Former president Jacob Zuma’s announcement on December 16 that higher education would, from 2018, be free for all qualifying poor students came like a bolt from the blue.
With just weeks to go before the start of the academic year, NSFAS had to gear up to handle a deluge of applications, which surged to more than 600,000 against the usual 400,000. And then it had to wait until April to get the required funding.
It would have been a tall order for an efficient, respected institution to manage the situation — but NSFAS was neither.
Operationally, it had a new CEO in Steven Zwane. He was still bedding down the change, made in 2016, from a system in which the 26 universities administered their own financial aid to one that centralised everything under NSFAS.
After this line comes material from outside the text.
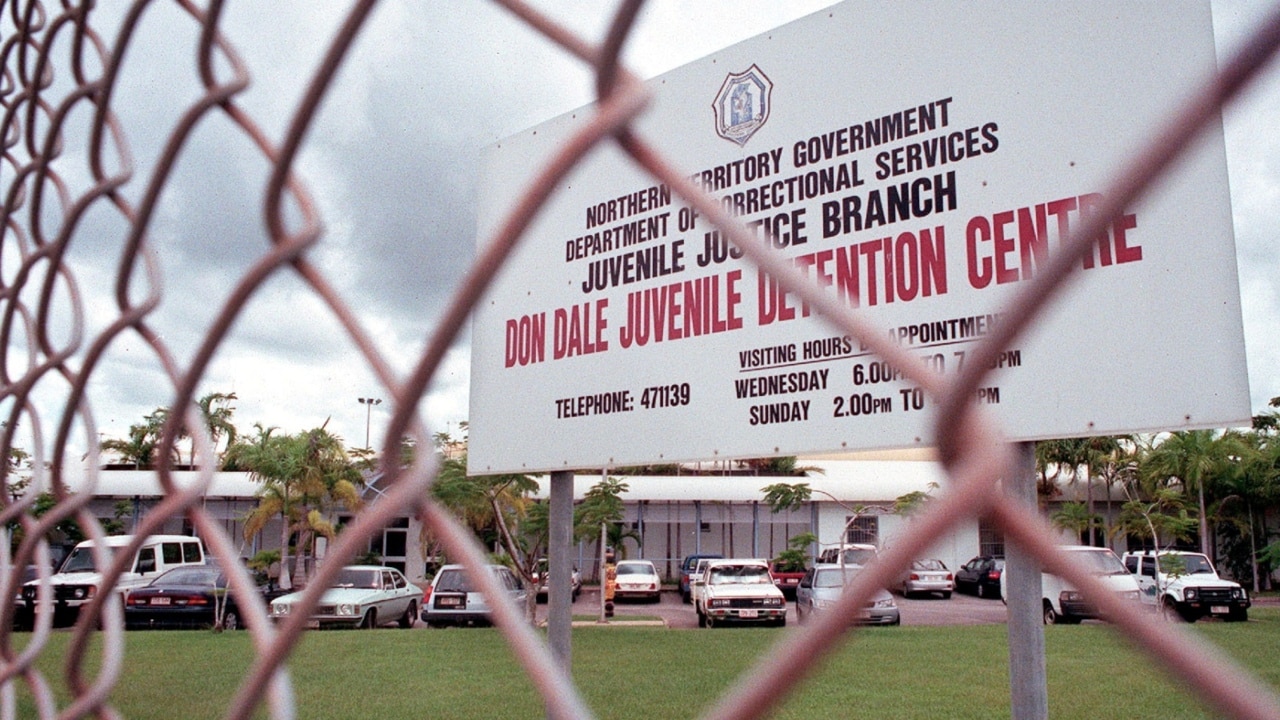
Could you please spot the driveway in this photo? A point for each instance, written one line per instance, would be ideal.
(959, 610)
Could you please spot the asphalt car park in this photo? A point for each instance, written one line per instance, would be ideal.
(959, 610)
Former University of the Free State rector Jonathan Jansen describes NSFAS as “a monstrosity”, beset by ongoing inefficiencies and lacking credibility, having amassed R20bn in outstanding loan repayments over many years.
Given NSFAS’S lack of capacity and credibility, it was a “massive blunder” to centralise all financial aid under its control in 2016, says Jansen. “To think it could take the whole
R21bn [free-fees system] on its own shoulders was madness.”
Nxasana, a former Firstrand CEO, thinks NSFAS “actually did quite well under the circumstances”, bearing in mind it was administering two systems at once: a loan-recovery system for former students, and a bursary or grant system for new, fee-free students.
NSFAS says it has processed more than 600,000 applications and approved aid for 478,580 new and returning students who meet the criteria. Roughly 370,000 of these approved students have been paid out, but the long delays in disbursing student allowances have given rise to horror stories about students going hungry, being forced to live in squalor and facing eviction.
According to Nxasana, the payment backlog mainly concerns students who have failed to sign their new NSFAS bursary agreements.
The bursary agreements, which replace the previous NSFAS loan agreements, are a source of much unhappiness. Some students have balked at the fact that the no-strings promise of free education has been reduced to a bursary, complete with terms and conditions and, in some cases, stricter performance requirements than before.
For instance, under the old agreement students could continue to qualify for NSFAS funding if they completed their university degrees within the regulated time plus two years (N+2). This has been reduced to N+1 because the new package is much more generous, covering almost the full cost of funding, including books, materials, transport, accommodation and fees.
Part of the delay in paying students their allowances was caused by the absence of any policy detail in Zuma’s December 16 announcement. It took until mid-may for the government to decide on, cost and approve the terms of the new package.
Various stakeholders were involved. For instance, universities had to develop benchmarks for on-campus or university-accredited accommodation; NSFAS had to develop benchmarks for meals; the department of higher education & training had to develop travel benchmarks; and all these benchmarks, which were fundamentally different from the previous policy, had to be costed by the National Treasury.
“This was clearly a textbook case of how not to manage policy change,” says former University of Johannesburg vice-chancellor Ihron Rensburg. “[The announcement of feefree education] was clearly a desperate political act by Jacob Zuma devoid of any understanding of the complexity of implementing and funding that policy.”
If the government learns anything from the debacle, it should be that precipitous policy changes should not be announced unless critical institutions have the funding and capacity to implement them.
But instead of blaming the government for mishandling the issue, NSFAS has borne the brunt of students’ anger, leading to good people like Nxasana being pilloried.
Last week, student organisations warned of more national protests at higher education institutions, while the National Education, Health & Allied Workers’ Union repeated its demand that Zwane step down.
“It is utterly unfair of students and unions to dismiss NSFAS as a failed organisation, given the context,” says Rensburg.